Human-technology interactions

The Committee says that there is evidence that the users of advanced technologies are in many cases failing to engage, in a meaningful way, with the output of automated processes. Outputs may be overrated or misinterpreted, and challenge smothered, with potentially significant adverse consequences for individuals and litigants.

The Home Office should, in conjunction with the Ministry of Justice and the College of Policing, undertake or commission appropriate research on how the use of predictive algorithms affects decision making, and under what circumstances meaningful human interaction is most likely. 

The Committee endorses the ICO’s principles about meaningful interaction with technologies. These principles should be applied through mandatory training for officers and officials using advanced technologies as well as those working in the administration of justice. Institutional processes to enable challenge to algorithmic outcomes should be reviewed and inspected. These inspections should also assess whether the users of the relevant tool(s) are appropriately trained.

There should be a requirement upon producers of technological products to embed explainability within the tools themselves. The interface of tools should be designed to facilitate the experience of users: equipping them with the necessary information to interpret outputs, and an indication of the level of surety its outputs provide. The specifics of what should be explained will vary depending upon the context. The tool should reflect that variation, and encourage users to consider and challenge results. 

Evaluation and oversight

Comprehensive impact assessments should be made mandatory for each occasion an advanced technological tool is implemented in a new context or for a new purpose. They should include considerations of bias; weaknesses of the specific technology and associated datasets; and discursive consideration of the wider societal and equality impacts (including explanations of public consultations). Impact assessments should be regularly updated and open to public scrutiny.

Minimum scientific standards should be set centrally by the new national body. They should then be transposed into regulations through secondary legislation.
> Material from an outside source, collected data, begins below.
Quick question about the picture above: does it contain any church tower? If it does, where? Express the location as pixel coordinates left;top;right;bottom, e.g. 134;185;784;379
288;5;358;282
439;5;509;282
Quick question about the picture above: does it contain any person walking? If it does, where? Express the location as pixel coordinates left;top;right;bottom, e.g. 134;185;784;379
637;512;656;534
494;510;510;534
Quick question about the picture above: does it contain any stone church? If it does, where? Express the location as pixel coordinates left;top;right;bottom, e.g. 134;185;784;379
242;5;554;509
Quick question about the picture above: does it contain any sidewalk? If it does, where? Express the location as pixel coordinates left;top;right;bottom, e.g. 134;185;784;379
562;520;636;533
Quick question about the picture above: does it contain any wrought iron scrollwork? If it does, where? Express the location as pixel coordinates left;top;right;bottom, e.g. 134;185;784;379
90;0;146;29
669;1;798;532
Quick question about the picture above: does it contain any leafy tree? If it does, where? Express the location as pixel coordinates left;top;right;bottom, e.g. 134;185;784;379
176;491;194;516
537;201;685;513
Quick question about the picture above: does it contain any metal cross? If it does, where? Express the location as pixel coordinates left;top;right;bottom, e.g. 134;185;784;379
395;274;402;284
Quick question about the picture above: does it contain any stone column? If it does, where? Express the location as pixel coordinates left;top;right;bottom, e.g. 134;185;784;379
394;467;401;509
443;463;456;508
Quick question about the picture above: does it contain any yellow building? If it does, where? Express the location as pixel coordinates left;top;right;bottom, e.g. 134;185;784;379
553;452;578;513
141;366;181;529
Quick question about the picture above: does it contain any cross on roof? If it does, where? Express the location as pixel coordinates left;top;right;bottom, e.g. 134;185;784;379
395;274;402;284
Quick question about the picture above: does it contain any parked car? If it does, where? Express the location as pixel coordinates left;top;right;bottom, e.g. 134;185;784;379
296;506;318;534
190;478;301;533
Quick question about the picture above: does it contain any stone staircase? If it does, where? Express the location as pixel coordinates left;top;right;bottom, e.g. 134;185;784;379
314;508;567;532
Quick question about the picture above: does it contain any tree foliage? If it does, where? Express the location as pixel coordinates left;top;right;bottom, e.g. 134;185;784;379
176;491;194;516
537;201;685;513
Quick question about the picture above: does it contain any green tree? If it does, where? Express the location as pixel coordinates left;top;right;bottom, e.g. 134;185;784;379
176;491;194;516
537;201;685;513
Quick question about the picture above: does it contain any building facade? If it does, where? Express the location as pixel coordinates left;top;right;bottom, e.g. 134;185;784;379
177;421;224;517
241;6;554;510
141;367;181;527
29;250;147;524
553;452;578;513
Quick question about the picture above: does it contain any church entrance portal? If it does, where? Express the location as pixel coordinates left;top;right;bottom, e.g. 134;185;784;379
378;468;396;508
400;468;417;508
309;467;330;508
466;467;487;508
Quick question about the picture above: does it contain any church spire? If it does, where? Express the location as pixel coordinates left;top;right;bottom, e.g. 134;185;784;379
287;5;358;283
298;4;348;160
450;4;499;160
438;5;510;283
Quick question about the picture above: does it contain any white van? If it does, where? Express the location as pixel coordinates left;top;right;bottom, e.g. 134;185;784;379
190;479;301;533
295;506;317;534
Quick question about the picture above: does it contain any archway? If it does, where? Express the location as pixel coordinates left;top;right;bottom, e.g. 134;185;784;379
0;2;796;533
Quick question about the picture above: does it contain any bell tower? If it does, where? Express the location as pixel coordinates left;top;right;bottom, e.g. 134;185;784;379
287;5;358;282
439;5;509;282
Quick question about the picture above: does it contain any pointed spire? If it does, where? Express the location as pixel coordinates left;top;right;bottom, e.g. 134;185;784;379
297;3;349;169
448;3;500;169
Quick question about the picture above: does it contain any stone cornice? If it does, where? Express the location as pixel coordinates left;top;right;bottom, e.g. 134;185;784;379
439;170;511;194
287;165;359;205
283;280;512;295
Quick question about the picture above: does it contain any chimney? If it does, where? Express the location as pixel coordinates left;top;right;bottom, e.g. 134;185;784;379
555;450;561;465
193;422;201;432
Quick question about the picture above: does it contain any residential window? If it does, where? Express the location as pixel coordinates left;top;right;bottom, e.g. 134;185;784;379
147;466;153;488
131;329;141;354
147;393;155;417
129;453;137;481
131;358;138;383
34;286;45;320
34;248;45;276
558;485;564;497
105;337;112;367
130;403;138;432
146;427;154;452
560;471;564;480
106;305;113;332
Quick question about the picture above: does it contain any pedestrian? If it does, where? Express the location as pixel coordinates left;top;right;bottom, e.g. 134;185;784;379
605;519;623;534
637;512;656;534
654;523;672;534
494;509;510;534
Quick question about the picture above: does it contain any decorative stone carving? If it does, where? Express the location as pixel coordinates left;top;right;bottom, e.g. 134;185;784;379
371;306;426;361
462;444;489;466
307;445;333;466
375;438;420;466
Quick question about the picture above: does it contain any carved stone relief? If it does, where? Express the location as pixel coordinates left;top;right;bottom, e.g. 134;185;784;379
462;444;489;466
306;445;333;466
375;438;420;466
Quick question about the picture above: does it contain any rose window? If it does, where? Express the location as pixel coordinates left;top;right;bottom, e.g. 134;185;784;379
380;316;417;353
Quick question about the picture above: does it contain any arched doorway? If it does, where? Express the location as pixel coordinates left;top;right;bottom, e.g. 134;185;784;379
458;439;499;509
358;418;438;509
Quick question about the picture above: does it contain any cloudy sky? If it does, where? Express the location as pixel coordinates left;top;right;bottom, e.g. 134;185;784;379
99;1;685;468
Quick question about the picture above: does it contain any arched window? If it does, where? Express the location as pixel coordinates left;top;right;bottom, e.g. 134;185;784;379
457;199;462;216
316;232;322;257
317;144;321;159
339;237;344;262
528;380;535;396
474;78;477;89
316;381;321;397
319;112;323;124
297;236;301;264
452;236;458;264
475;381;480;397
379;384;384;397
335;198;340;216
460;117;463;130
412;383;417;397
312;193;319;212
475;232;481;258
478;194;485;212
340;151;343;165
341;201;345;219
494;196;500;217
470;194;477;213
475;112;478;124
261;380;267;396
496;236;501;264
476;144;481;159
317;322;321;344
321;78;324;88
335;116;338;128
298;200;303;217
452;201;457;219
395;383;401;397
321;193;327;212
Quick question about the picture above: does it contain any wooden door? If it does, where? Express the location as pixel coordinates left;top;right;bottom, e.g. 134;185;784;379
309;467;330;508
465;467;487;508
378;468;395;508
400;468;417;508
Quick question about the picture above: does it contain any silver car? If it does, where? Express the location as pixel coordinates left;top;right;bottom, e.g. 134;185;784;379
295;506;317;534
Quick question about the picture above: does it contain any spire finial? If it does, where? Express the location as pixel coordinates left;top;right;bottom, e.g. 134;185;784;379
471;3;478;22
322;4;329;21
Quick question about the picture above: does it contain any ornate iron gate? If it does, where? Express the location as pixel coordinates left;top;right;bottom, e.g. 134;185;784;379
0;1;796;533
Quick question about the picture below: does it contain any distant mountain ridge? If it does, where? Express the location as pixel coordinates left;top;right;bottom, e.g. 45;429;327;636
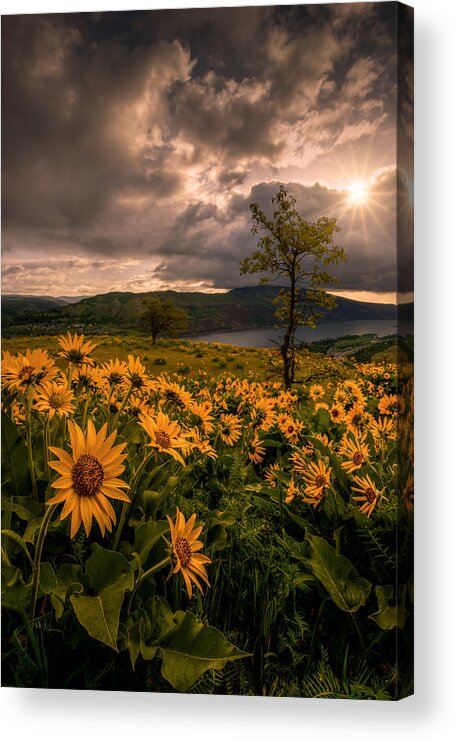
1;286;412;337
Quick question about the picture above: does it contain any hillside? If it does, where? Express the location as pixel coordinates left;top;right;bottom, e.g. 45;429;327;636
1;286;412;337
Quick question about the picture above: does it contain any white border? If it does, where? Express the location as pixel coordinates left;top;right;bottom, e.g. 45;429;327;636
1;1;455;741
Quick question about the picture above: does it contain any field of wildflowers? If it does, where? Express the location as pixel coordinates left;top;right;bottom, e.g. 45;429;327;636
1;332;413;697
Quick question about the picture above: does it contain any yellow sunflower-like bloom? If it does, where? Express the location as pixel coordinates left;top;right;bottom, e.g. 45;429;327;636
309;384;325;401
100;358;128;386
125;355;153;391
248;434;266;465
338;434;370;474
351;473;382;518
187;400;215;434
47;420;130;538
2;348;56;391
139;410;192;465
219;413;242;445
285;477;299;504
279;416;303;444
57;332;97;366
167;507;211;599
301;459;332;508
34;381;75;419
329;403;345;423
264;461;280;487
157;376;193;409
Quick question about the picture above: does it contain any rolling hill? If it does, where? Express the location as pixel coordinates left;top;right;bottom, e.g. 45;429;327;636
1;286;412;337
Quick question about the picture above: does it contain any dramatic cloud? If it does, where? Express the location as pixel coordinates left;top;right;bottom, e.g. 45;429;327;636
1;4;407;298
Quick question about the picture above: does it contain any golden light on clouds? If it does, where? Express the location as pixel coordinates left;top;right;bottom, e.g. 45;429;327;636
347;180;369;206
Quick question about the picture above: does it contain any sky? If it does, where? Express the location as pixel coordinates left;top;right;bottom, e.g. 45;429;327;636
1;2;413;301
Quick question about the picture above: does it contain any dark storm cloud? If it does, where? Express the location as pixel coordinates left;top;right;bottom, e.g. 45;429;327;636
2;4;403;296
150;170;398;292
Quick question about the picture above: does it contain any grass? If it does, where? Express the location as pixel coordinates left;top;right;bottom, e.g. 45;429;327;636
1;334;351;383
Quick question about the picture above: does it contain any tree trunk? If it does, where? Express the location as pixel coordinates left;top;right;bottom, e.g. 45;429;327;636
151;332;157;345
281;274;296;389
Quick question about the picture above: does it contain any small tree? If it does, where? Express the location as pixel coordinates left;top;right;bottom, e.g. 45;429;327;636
240;185;345;388
140;297;188;345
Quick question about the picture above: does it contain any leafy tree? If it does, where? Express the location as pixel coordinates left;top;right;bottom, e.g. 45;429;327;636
140;297;188;345
240;185;345;388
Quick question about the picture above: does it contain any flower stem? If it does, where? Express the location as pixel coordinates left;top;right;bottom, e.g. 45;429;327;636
29;505;56;624
112;449;155;550
127;556;171;612
25;391;38;498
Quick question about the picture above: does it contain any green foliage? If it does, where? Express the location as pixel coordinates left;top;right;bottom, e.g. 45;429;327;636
240;185;345;387
140;297;188;344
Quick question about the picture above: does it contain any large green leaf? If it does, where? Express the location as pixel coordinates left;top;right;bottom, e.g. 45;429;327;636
369;585;408;630
126;520;169;569
126;597;250;690
306;533;372;612
47;564;84;619
71;544;134;650
1;411;31;497
157;609;250;692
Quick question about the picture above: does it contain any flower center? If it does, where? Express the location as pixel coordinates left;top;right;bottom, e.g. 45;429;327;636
315;475;327;488
353;452;364;466
72;454;104;498
129;373;144;388
332;409;339;417
18;365;35;380
155;430;171;449
175;535;192;567
50;393;64;409
365;487;376;503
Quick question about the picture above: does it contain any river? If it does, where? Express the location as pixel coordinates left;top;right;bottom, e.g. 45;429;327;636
187;319;413;348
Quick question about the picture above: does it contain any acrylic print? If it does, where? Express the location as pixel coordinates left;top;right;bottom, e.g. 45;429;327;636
1;3;414;698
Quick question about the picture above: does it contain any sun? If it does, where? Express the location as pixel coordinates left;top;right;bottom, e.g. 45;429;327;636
347;180;369;206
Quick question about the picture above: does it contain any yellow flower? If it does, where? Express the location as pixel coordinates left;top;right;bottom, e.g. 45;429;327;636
248;434;266;465
57;332;97;365
289;450;307;475
187;400;215;434
279;416;303;444
189;431;217;460
47;420;130;538
139;410;191;465
250;397;276;431
329;403;345;423
125;355;151;390
264;461;280;487
219;413;242;445
338;434;370;474
167;507;211;599
309;384;325;401
301;459;332;508
378;394;405;416
351;474;382;518
157;377;193;409
128;394;150;418
285;477;299;504
34;381;75;419
2;348;56;391
100;358;128;386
Pre-deployment scientific evaluations of technological solutions designed for use in the application of the law would empower public bodies and agencies to use better and more effective tools more safely. 

Individual police forces are ill-equipped to carry out systematic evaluation of technological solutions: they have neither the resources nor the expertise. Tools are deployed when they have not been sufficiently evaluated; risking the use of tools that either cannot do the job, or that have unacceptable impacts on society.

The new national body should systematically certify technological solutions following evaluation and prior to their deployment. No technological solution should be deployed until the central body has confirmed that it meets the minimum standards. After a transition period, this requirement should retrospectively be applied to technological solutions already in use.  Police should still be able to procure technology solutions based on local needs, but they need extra support to become proficient customers of new technologies. Enhanced procurement guidelines are also needed. 

The government should continue work on the national data ethics governance body. It will need the independence, resources, and statutory underpinning to enable it to scrutinise the deployment of new technologies and act as a central resource of best practice. The Home Office should also encourage and facilitate the development of local or regional specialist ethics committees.  

Conclusion and next steps

The Committee argues that, as the use of new technologies is becoming routine, these proposed reforms will ensure that their potential is maximised while minimising the associated risks. They would reverse the status quo in which a culture of deference towards new technologies means the benefits are being minimised, and the risks maximised.

The government will now consider the report and issues its response.